Le cœur d'Ah Heng se serra. Il baissa la vitre de la voiture et aperçut le profil d'une jeune fille mince aux longs cheveux, figée près d'un pilier de pierre. Entendant l'appel de Si Wan, la jeune fille se retourna résolument et partit.
À ce moment-là, Ah Heng ne s'était jamais demandé ce que signifiait réellement le mot «
Er Er
». Elle éprouvait seulement un sentiment d'étrangeté, comme si la réponse qu'elle cherchait était sous ses yeux, mais qu'elle avait soudainement perdu toute envie de la connaître.
«
Euh, on ne peut pas rester
?
» La voix, claire mais teintée de douleur, résonna dans le parking désert, sans grâce ni manières. Les doigts fins de Siwan se crispèrent lentement, sa chemise bleu glacier collant à sa peau, l'ourlet resserré et légèrement déformé, ses griefs refoulés s'exprimant comme ceux d'un enfant.
Siwan, si vulnérable, apparut devant Aheng sans le moindre artifice. Sans le moindre embellissement, elle semblait fouler la poussière et la boue, se dépouillant de son masque de douceur et de retenue. Bien qu'Aheng sût que cela manquait de sincérité, elle parvint néanmoins à y déceler quelques traces de chaleur.
Cependant, la jeune fille affectueusement surnommée « Er'er » sembla ne pas l'entendre et continua d'avancer droit devant elle, pas à pas, redressant lentement le dos, se transformant en un cygne noble et élégant.

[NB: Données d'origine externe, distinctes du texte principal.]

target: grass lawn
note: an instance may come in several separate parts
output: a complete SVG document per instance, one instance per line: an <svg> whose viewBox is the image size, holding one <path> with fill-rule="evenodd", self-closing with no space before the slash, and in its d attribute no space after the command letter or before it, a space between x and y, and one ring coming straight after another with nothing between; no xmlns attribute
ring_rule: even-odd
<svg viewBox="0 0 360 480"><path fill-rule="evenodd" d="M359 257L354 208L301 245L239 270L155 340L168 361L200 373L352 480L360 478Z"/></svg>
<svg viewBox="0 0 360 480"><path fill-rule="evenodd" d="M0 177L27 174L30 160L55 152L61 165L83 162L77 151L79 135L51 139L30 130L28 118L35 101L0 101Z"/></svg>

Par la fenêtre de la voiture, Ah Heng observa Si Wan s'approcher lentement, comme si de rien n'était. Un brouillard semblait s'être installé dans son cœur, flou et indistinct, l'empêchant de percevoir la véritable nature de ce monde dans toute sa splendeur.

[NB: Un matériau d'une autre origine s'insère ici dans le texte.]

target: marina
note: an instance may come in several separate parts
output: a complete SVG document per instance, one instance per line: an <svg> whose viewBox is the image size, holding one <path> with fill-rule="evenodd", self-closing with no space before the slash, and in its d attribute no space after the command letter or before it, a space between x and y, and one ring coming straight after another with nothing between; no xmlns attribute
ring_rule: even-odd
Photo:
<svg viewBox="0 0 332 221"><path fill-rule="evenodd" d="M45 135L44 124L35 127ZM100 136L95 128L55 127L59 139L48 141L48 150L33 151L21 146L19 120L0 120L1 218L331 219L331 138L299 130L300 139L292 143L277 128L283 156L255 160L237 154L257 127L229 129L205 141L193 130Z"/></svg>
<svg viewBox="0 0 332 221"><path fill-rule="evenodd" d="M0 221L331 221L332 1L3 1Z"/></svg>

Se seraient-ils tous perdus, Siwan et Er'er, dont il parle sans cesse ?
Ils ont agi à contre-courant, persistant avec une telle obstination, et ont pourtant perdu le cap.

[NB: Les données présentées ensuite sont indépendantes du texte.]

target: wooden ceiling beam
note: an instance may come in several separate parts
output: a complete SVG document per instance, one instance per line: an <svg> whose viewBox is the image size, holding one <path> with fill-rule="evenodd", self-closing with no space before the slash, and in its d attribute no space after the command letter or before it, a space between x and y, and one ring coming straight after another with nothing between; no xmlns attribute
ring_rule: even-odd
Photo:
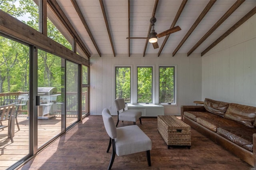
<svg viewBox="0 0 256 170"><path fill-rule="evenodd" d="M197 26L199 24L201 21L203 19L204 16L206 14L207 12L209 12L210 9L214 4L216 0L210 0L207 5L205 7L203 11L202 12L199 16L197 18L195 22L193 24L190 28L189 29L187 34L183 38L183 39L181 40L179 45L176 47L174 51L172 53L172 57L174 56L176 53L178 51L180 48L181 47L182 45L184 43L186 40L188 38L192 32L196 28Z"/></svg>
<svg viewBox="0 0 256 170"><path fill-rule="evenodd" d="M39 1L37 5L39 7L39 31L47 36L47 2Z"/></svg>
<svg viewBox="0 0 256 170"><path fill-rule="evenodd" d="M89 65L89 60L2 10L0 10L0 33L34 45L47 52L78 63Z"/></svg>
<svg viewBox="0 0 256 170"><path fill-rule="evenodd" d="M89 26L88 26L88 25L87 25L87 23L86 23L85 20L85 19L84 19L84 16L83 15L83 14L82 14L82 12L81 11L81 10L79 8L79 6L77 4L77 2L76 2L76 0L70 0L71 1L71 2L72 3L73 6L75 8L77 14L78 15L78 16L79 16L79 18L80 18L80 20L81 20L81 21L82 21L82 22L83 23L83 24L84 24L84 28L85 28L85 29L86 30L86 31L87 32L87 33L88 33L88 34L89 35L90 38L91 38L91 40L92 42L92 43L93 43L93 44L94 45L94 47L95 47L95 48L96 48L96 49L98 51L98 53L99 54L99 55L100 55L100 57L101 57L101 53L100 53L100 49L99 49L98 46L98 45L96 43L96 41L95 41L94 38L93 38L93 36L92 36L92 32L91 32L91 31L90 30L90 28L89 28Z"/></svg>
<svg viewBox="0 0 256 170"><path fill-rule="evenodd" d="M128 0L128 37L130 37L130 0ZM128 40L128 52L129 53L129 57L130 57L130 39Z"/></svg>
<svg viewBox="0 0 256 170"><path fill-rule="evenodd" d="M188 52L187 55L189 56L197 47L198 47L216 29L226 20L230 15L244 2L245 0L238 0L228 10L228 11L221 17L215 23L214 25L208 31L208 32L196 43L194 47Z"/></svg>
<svg viewBox="0 0 256 170"><path fill-rule="evenodd" d="M69 21L65 13L61 9L61 8L56 0L47 0L47 2L50 6L52 9L53 11L60 20L62 24L65 26L67 30L69 32L77 41L77 43L79 45L82 49L84 51L84 53L88 57L90 57L91 54L90 51L84 43L82 40L77 34L72 24Z"/></svg>
<svg viewBox="0 0 256 170"><path fill-rule="evenodd" d="M225 33L223 34L221 36L220 36L218 39L217 39L215 42L214 42L212 44L210 45L206 49L205 49L203 52L201 53L201 56L202 56L206 53L208 52L210 49L214 47L218 43L222 41L224 38L226 38L230 33L233 32L235 30L238 28L243 23L247 20L249 18L251 18L252 16L256 14L256 7L254 7L249 12L248 12L246 15L244 16L242 18L239 20L237 22L236 22L234 25L232 26L230 29L226 31Z"/></svg>
<svg viewBox="0 0 256 170"><path fill-rule="evenodd" d="M105 7L104 7L104 4L102 0L99 0L100 4L100 7L101 7L101 10L102 11L102 14L103 14L103 17L104 17L104 20L105 20L105 23L106 24L106 26L107 28L107 30L108 30L108 36L109 37L109 40L110 41L111 44L111 47L112 47L112 50L113 50L113 53L114 53L114 57L116 57L116 52L115 52L115 49L114 46L114 43L113 43L113 41L112 40L112 37L111 36L111 34L110 33L110 30L109 29L109 25L108 25L108 18L107 18L107 15L106 14L106 11L105 10Z"/></svg>
<svg viewBox="0 0 256 170"><path fill-rule="evenodd" d="M153 9L153 12L152 14L152 17L154 17L155 15L156 14L156 8L157 8L157 5L158 4L158 0L156 0L155 1L155 5L154 6L154 9ZM149 36L149 34L151 32L151 28L152 27L152 25L151 25L151 23L150 23L150 26L149 26L149 28L148 29L148 35L147 35L147 37L148 37ZM147 39L146 41L146 44L145 44L145 47L144 47L144 51L143 52L143 57L145 56L145 53L146 53L146 50L147 49L147 46L148 45L148 39Z"/></svg>
<svg viewBox="0 0 256 170"><path fill-rule="evenodd" d="M179 8L179 10L178 10L178 12L177 12L177 14L176 14L176 16L175 16L175 18L174 18L174 20L172 22L172 25L171 25L171 26L170 28L170 29L172 28L175 26L175 25L176 24L176 23L177 23L177 22L178 21L178 20L179 19L179 18L180 18L180 14L181 14L181 13L183 10L183 9L184 9L184 7L185 7L185 5L186 4L187 2L188 2L188 0L183 0L182 2L181 2L180 6L180 8ZM167 35L165 37L165 38L164 38L164 40L163 43L162 44L162 45L161 45L161 47L160 47L160 49L159 49L159 51L158 51L158 57L159 57L159 55L160 55L160 54L161 54L161 52L162 52L162 51L163 50L163 49L164 48L164 47L165 44L167 42L167 40L168 40L168 38L169 38L169 37L170 37L170 34L169 34Z"/></svg>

Et elle existe, même si elle n'a jamais rien fait ; le simple fait qu'elle porte le nom de famille Wen signifie-t-il la destruction ?
Chapitre 4
Chapitre 4
Ah Heng pense parfois que la vie est une véritable farce. Avant même de comprendre pourquoi il portait le nom de famille Yun, on lui avait déjà donné celui de Wen.
Que signifie le nom de famille Wen
? Comme l’a dit tante Zhang, le père d’Aheng était un officier de marine de haut rang, sa mère une pianiste renommée et son grand-père une figure politique. Une fille issue d’une telle famille méritait sans aucun doute d’être choyée. Et Wen Si’er était précisément cette enfant comblée d’amour et d’affection.
Depuis son arrivée à City B, le nom de Si'er planait comme une ombre sur Aheng. Elle en avait vaguement deviné une partie, mais c'était bien moins clair et choquant que lorsque tante Zhang l'avait révélé.
Tandis qu'Ah Heng menait une vie simple et misérable dans la ville de Wushui, vivant constamment dans la peur sous l'ombre de la crise cardiaque de son jeune frère, une jeune fille prit sa place et devint Winsier.